Nadspodziewanie dobrze radziła sobie w listopadzie także produkcja budowlano-montażowa. Zmalała wprawdzie o 12,8 proc. rok do roku, ale to najlepszy odczyt tego wskaźnika od lutego br. Uczestnicy ankiety „Rz” spodziewali się przeciętnie jego zniżki o 18,9 proc., rok do roku, po spadku o 20,1 proc. w październiku.

W listopadzie wyraźnie przyspieszył też wzrost sprzedaży detalicznej. W ujęciu realnym (tzn. w cenach stałych) sięgnął 7,4 proc., w porównaniu do 4,6 proc. w październiku. To najlepszy odczyt od lutego 2014 r. Najwięksi optymiści spośród ekonomistów ankietowanych przez „Rz” spodziewali się przyspieszenia wzrostu sprzedaży detalicznej do 7,1 proc.

- Po dwóch miesiącach IV kwartału można formułować tezę, że popyt konsumpcyjny będzie nadal głównym filarem wzrostu gospodarczego w tym okresie. Inwestycje wciąż spadają, ale z danych dotyczących produkcji budowlano-montażowej wynika, że spadek ten może być nieco mniejszy niż w III kwartale – zauważyła w komentarzu do danych Monika Kurtek, główna ekonomistka Banku Pocztowego.
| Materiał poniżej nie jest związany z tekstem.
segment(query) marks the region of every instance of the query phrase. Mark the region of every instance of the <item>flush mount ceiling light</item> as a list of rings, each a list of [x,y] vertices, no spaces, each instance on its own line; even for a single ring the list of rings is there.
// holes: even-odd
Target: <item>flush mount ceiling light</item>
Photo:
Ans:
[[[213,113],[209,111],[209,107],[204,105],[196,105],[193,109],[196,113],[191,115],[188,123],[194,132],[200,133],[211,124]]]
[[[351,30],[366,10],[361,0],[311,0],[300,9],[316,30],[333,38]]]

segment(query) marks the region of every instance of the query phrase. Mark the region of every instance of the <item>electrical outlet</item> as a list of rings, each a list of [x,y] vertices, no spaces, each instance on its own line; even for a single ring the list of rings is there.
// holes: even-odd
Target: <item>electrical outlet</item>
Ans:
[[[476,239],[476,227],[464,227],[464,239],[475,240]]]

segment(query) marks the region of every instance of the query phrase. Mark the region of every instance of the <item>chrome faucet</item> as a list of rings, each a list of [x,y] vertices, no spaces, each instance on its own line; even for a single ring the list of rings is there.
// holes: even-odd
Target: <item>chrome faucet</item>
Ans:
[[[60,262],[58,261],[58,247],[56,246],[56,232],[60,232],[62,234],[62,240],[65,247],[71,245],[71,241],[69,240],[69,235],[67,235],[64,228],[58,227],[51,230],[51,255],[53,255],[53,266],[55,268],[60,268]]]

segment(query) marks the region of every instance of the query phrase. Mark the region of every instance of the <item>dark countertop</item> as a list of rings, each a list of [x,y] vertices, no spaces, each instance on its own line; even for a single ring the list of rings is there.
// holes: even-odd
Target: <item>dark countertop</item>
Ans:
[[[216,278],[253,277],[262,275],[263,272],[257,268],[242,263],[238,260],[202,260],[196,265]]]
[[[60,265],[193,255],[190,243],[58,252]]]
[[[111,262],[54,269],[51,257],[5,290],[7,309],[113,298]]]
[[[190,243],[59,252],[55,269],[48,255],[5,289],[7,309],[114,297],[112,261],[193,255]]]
Według niej, poniedziałkowe dane dają nadzieję, że wzrost PKB w ostatnim kwartale roku utrzyma się w okolicy 2,5 proc. rok do roku, tak jak w III kwartale.

Po fatalnych danych za październik część ekonomistów sugerowała, że w IV kwartale wzrost PKB może spaść poniżej 2 proc.